Does Linux Support Threads or Lightweight Processes?

This article is from the Frequently Asked Questions for Linux, the Free/Open Source UNIX-like operating system kernel that runs on many modern computer systems. Maintained by David C. Merrill with numerous contributions by others. (v1.0).
A: As well as the Unix multiprocessing model involving heavyweight processes, which is of course part of the standard Linux kernel, there are several implementations of lightweight processes or threads. Recent kernels implement a thread model, kthreads. In addition, there are the following packages available for Linux.
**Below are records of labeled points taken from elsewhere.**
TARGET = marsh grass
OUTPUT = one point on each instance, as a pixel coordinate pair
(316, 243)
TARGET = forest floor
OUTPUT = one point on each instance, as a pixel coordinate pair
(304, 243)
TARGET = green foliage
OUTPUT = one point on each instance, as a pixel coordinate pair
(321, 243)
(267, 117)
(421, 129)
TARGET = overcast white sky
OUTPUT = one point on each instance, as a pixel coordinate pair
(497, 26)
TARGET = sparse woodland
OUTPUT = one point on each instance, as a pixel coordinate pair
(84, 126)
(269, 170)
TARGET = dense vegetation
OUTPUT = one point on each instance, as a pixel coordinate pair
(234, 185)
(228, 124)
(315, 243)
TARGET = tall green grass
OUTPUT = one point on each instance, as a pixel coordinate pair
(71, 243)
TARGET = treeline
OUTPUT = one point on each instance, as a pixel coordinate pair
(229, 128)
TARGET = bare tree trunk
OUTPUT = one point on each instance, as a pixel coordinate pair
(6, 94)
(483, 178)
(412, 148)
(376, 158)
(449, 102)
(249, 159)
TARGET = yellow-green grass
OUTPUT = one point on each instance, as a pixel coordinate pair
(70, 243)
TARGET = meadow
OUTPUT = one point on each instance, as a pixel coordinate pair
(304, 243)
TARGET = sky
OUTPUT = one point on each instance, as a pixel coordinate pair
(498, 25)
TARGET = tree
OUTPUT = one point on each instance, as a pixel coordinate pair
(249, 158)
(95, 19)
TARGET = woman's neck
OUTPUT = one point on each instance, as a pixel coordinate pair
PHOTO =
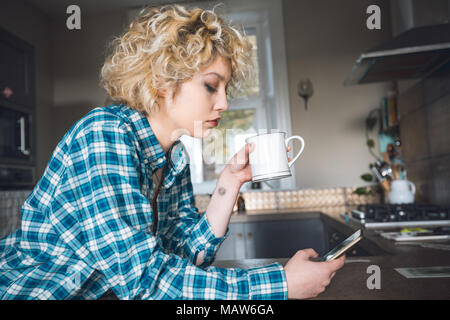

*GNU glibc2 for Linux has optional support for threads. The archive is available from the same place as glibc2, ftp://ftp.gnu.org/pub/gnu/ *In ftp://sipb.mit.edu/pub/pthread/ or ftp://ftp.ibp.fr:/pub/unix/threads/ pthreads. Documentation isn't in the package, but is available on the World Wide Web at http://www.mit.edu:8001/people/proven/home_page.html. Newer Linux libc's contain the pthreads source. The GNU Ada compiler on ftp://metalab.unc.edu/pub/Linux/devel/lang/ada/ contains binaries made from that source code. *In ftp://ftp.cs.washington.edu/pub/qt-001.tar.Z is QuickThreads. More information can be found in the technical report, available on the same site is /tr/1993/05/UW-CSE-93-05-06.PS.Z. *In ftp://ftp.cs.fsu.edu/pub/PART/, an Ada implementation. This is useful mainly because it has a lot of Postscript papers that you'll find useful in learning more about threads. This is not directly usable under Linux.